There’s a post over at Tor.com titled “How Do You Like Your Science Fiction? Ten Authors Weigh in on ‘Hard’ vs. ‘Soft’ SF,” in which, as a passing comment, author Nancy Kress says something I’ve been wanting to write a bloggish tirade about for quite a while: the epic windstorm that sets off the rest of the plot of The Martian is basically impossible, because the air is too frakkin’ thin to have that much force. (I wanted to write a post titled “Viking Knows Better.” I may still do so. And include math and physics and all sorts of stuff to back it up.) I’m just pleased that someone who is allowed to say so saw fit to bring that up… She also mentions in passing that cloning is “just delayed twinning.” Well, yeah. Alas, the trope of the Evil Clone is too entrenched in fiction (and too many people think that’s the way it would be in real life, too — my former sister-in-law certainly believed that a clone would be evil due to a lack of a soul… and even decided that it happens that way with natural twins, too, since only one soul is allotted per genetic code *rolls eyes*), and we’re probably not going to see the end of it unless something really improbable happens: the general populace deciding that an understanding of basic science is a good thing.
(OMFG, people! Even George Lucas, a guy who didn’t know there’s no sound in the vacuum of space, didn’t think clones are innately less than the person they’re a clone of. Those clones in the Star Wars prequel trilogy had to be modified to be mindlessly obedient; they didn’t come that way naturally. In fact, IIRC, the one who did have a will of his own, just like the original, was like that simply because he wasn’t modified; he was essentially a much-younger twin of the original. *sigh* And now I’ve gotten too close — pun probably intended by some back corner of my brain that I usually ignore — to comparing a minor movie villain to one of my own people… Which is Really Bad, all things considered.)
Yesterday (?), a blogger I follow mentioned the song “Life Is a Highway.” Good song, and one that always reminds me of a sci-fi novel I like (Roadmarks, by Roger Zelazny), but a grammatical error in the lyrics has been bugging me ever since: “There was a distance between you and I.” Um… No. You want object pronouns there, not subject pronouns. Should be “between you and me.” You doesn’t change between subject and object, any more than it changes between singular and plural — which is to say, not at all — but I/me and we/us do, as do he/him, she/her, and they/them. If you can’t replace the combined pronouns with we, don’t say you and I; if you can’t replace them with us, don’t say you and me.

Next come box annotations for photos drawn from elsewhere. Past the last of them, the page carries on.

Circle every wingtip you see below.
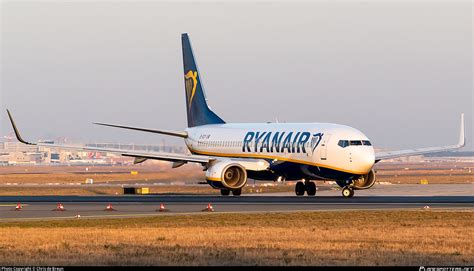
[7,109,36,145]
[458,113,466,148]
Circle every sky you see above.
[0,0,474,150]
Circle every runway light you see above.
[53,203,66,211]
[157,203,169,212]
[202,203,214,212]
[104,203,115,211]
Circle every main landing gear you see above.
[295,181,316,196]
[221,188,242,196]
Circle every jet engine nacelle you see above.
[206,161,247,190]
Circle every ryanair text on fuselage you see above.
[242,131,324,153]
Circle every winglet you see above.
[458,113,466,148]
[7,109,36,145]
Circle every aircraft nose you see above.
[357,148,375,172]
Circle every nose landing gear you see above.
[295,181,316,196]
[342,186,354,198]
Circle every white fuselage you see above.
[185,123,375,177]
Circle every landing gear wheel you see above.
[232,188,242,196]
[342,186,354,198]
[221,189,230,196]
[305,182,316,196]
[295,182,305,196]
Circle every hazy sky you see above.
[0,1,473,149]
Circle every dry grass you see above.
[0,183,295,196]
[0,211,474,265]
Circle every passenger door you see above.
[319,134,331,160]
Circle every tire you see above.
[221,189,230,196]
[232,189,242,196]
[342,186,354,198]
[305,182,316,196]
[295,182,305,196]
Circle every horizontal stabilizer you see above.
[375,114,466,162]
[94,122,188,138]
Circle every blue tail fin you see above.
[181,33,225,127]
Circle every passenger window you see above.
[337,140,349,148]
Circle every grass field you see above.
[0,210,474,265]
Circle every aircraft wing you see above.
[7,110,210,165]
[375,114,466,162]
[38,143,213,164]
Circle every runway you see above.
[0,184,474,222]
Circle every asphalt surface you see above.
[0,184,474,222]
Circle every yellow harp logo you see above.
[184,71,197,110]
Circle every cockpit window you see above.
[350,140,362,146]
[337,140,349,148]
[337,140,372,148]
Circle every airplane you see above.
[7,33,465,198]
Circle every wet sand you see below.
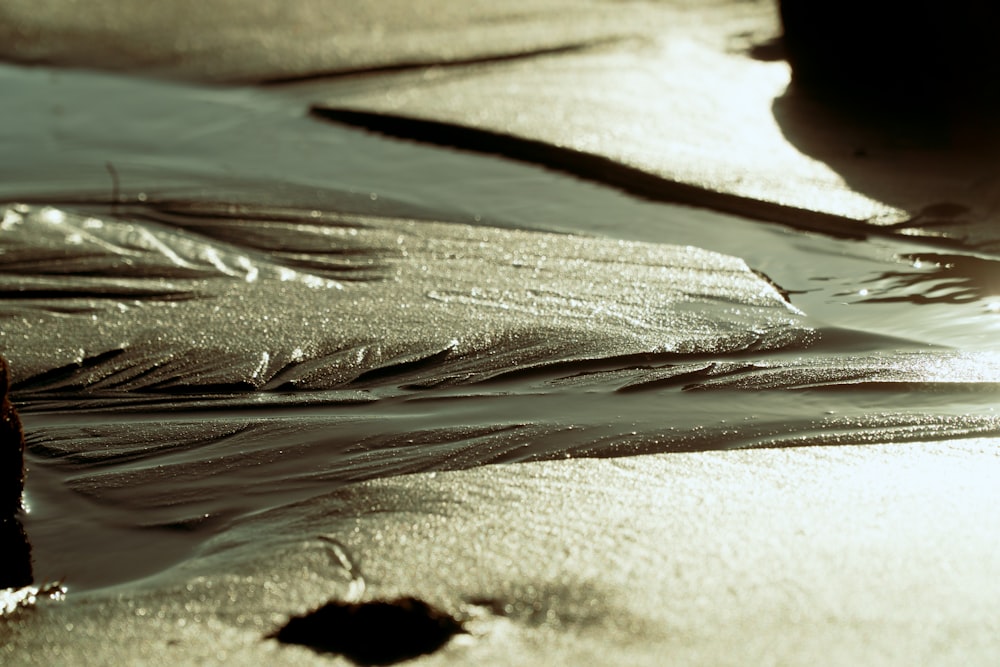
[0,2,1000,664]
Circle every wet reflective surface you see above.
[0,2,1000,664]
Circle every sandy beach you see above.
[0,0,1000,665]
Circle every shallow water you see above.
[0,62,1000,590]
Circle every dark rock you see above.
[780,0,1000,112]
[269,597,464,665]
[0,356,24,519]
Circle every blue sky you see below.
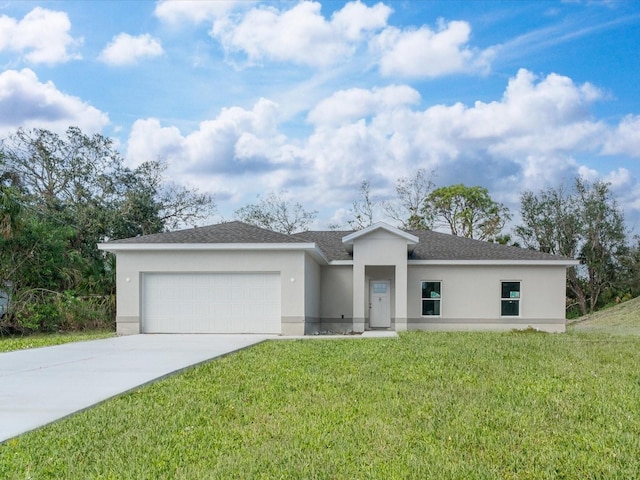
[0,0,640,231]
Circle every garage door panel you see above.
[142,273,281,333]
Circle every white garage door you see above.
[142,273,281,333]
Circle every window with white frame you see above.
[500,282,520,317]
[422,280,442,317]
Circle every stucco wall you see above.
[320,265,353,321]
[407,265,566,331]
[116,251,313,334]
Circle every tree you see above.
[234,191,318,235]
[0,171,22,239]
[421,184,511,240]
[348,180,375,230]
[515,177,629,315]
[0,127,215,329]
[384,168,435,230]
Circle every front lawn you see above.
[0,332,640,479]
[0,330,115,352]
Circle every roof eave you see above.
[98,243,329,264]
[407,259,580,267]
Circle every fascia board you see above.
[98,243,329,263]
[407,260,580,267]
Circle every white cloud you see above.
[602,115,640,157]
[128,70,640,222]
[154,0,249,24]
[127,99,283,174]
[0,68,109,136]
[308,85,420,124]
[0,7,82,65]
[99,33,164,66]
[211,1,391,67]
[371,21,494,78]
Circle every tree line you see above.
[0,127,640,334]
[0,127,215,333]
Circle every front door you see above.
[369,280,391,328]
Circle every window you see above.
[500,282,520,317]
[422,282,442,316]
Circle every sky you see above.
[0,0,640,232]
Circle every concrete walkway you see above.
[0,335,274,442]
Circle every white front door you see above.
[369,280,391,328]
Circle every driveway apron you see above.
[0,334,273,442]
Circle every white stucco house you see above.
[99,222,577,335]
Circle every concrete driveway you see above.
[0,335,274,442]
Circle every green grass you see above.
[0,332,640,479]
[568,297,640,335]
[0,330,115,352]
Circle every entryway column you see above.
[353,261,368,332]
[396,261,408,332]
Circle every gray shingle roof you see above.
[110,221,570,261]
[293,230,353,261]
[111,222,305,244]
[409,230,567,260]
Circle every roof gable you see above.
[342,222,419,245]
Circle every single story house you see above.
[99,222,577,335]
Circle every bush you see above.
[0,288,115,334]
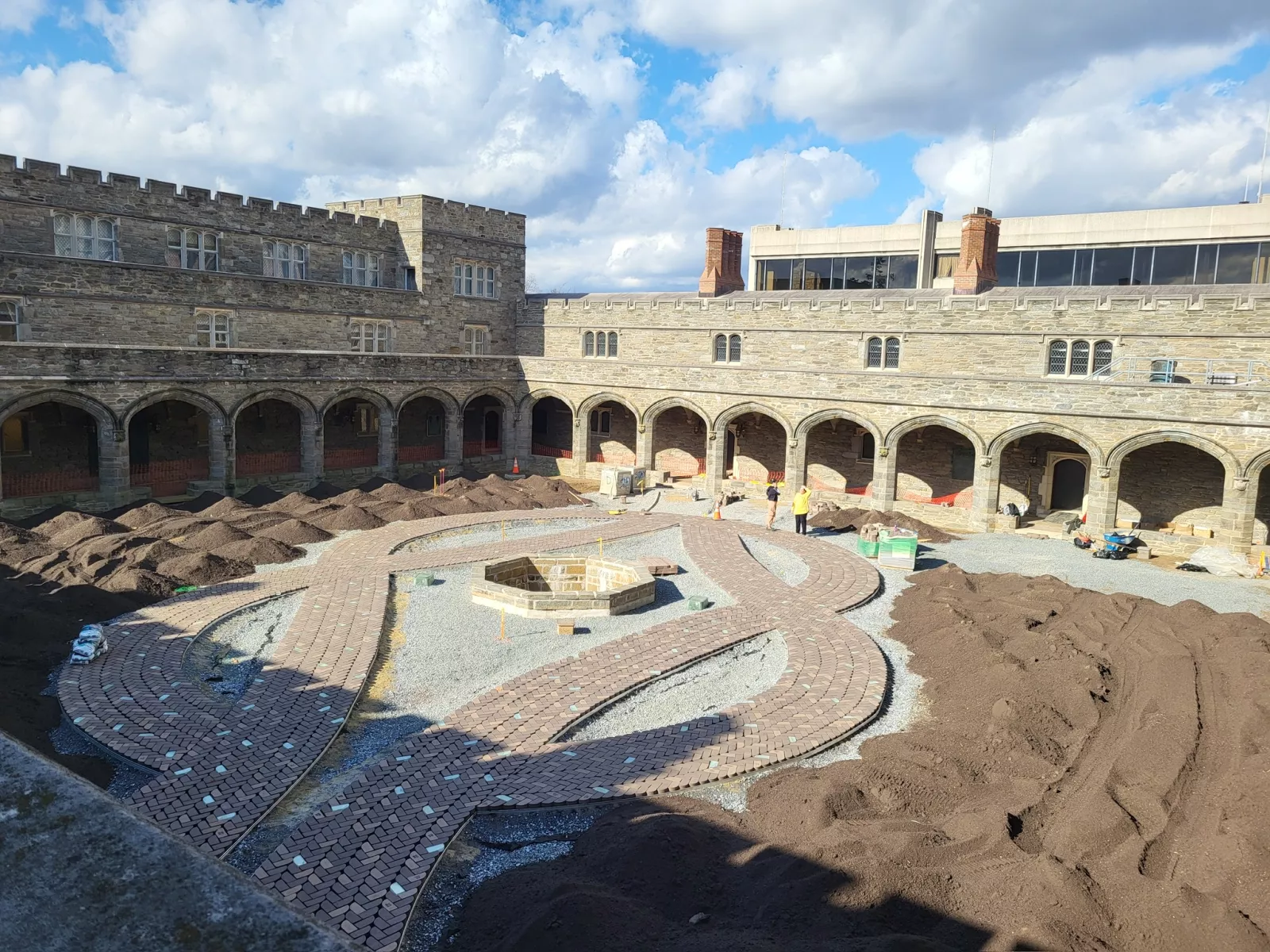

I’m supposed to be reading a (YA?) sci-fi novel so I can write a review of it, but I’m not supposed to have, much less express, an opinion about anything even remotely touching on matters of grammar, punctuation, word choice… *sigh* So far, the plot is pretty good for the sort of story it is, and the writing seems fairly competent in terms of grammar, but the punctuation…! Is it really so difficult to remember how to use a comma in a compound sentence? Is someone out there teaching kids not to use such commas, and what would such a person look like with a red pen shoved all the way up their left nostril and into their brain?